Here are a few pics that I took at last nights practice.....


----------



## jols (Oct 2, 2007)

it depends of your conversation and agreement.

but i think the the pics individually would be a money spinner


----------



## Southerngal (Oct 2, 2007)

jols said:


> it depends of your conversation and agreement.
> 
> but i think the the pics individually would be a money spinner



What do you recommend charging for them.....4x6's?  I have never shot sports before or anything w/out a session fee.


----------



## keith204 (Oct 2, 2007)

I do race photography.  The key players are 18-35 year old men, mostly mechanics.  The area I live in is super conservative, and doesn't like to spend money.  Also, my pictures aren't edited like yours are...so yours could sell for more.  All that to say, take these prices under consideration of the above.  

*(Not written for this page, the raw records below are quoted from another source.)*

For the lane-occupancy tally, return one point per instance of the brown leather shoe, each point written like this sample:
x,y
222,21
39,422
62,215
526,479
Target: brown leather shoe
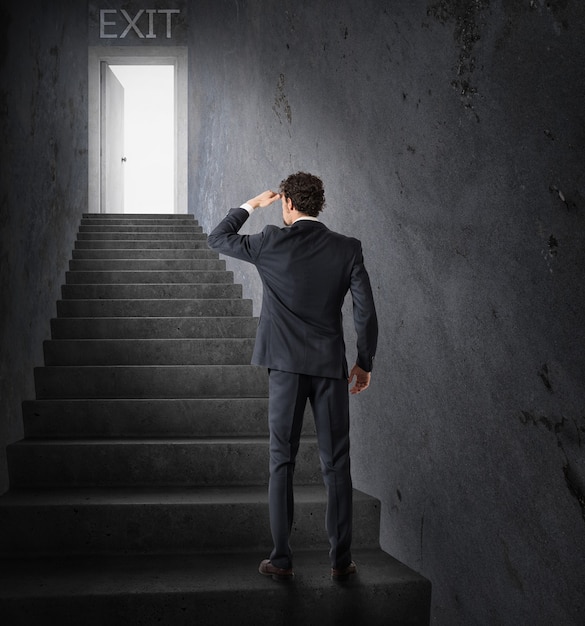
x,y
341,573
267,569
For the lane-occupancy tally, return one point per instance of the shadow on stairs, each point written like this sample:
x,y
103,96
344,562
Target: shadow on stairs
x,y
138,495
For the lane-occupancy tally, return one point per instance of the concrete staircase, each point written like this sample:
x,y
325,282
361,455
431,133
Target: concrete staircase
x,y
138,495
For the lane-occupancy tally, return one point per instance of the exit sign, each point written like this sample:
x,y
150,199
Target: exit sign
x,y
116,24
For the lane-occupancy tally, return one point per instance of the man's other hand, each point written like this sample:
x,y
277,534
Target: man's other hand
x,y
265,199
362,379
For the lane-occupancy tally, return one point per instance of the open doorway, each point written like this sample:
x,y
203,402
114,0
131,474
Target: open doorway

But for those pics, here are my prices.  I will likely up them a bit for next season.

4x6: $5
5x7: $7
8x10: $12
12x18: $35 (framed=$60)
20x30: $50 (framed=$80)

I offer two $10 deals.  for 10 bucks, somebody can get either 3 4x6's or 2 5x7's.  That reduces the cost for them a bunch, and having a "deal" where it costs the same for option A or option B, they then focus on hmmmm, which deal is better for me?  and it seems to kind of 'catch them'.


----------



## MikeR (Oct 3, 2007)

I shoot HS Sports and charge the following.

5x7    $10.00
8x10   $12.00
11x14  $18.00

I had one person request a price on 4x6 prints so I put together a "package" of two -4x6 for $8.00  The 5x7 are the most popular among parents. I have had some parents tell me they think my prices are reasonable. To arrive at a price I checked what others in my area were charging for this type of work and I'm in the middle range. 

This can lead to other work such as portraits, Team and individual photos, slide shows for team banquets, to name a few.


----------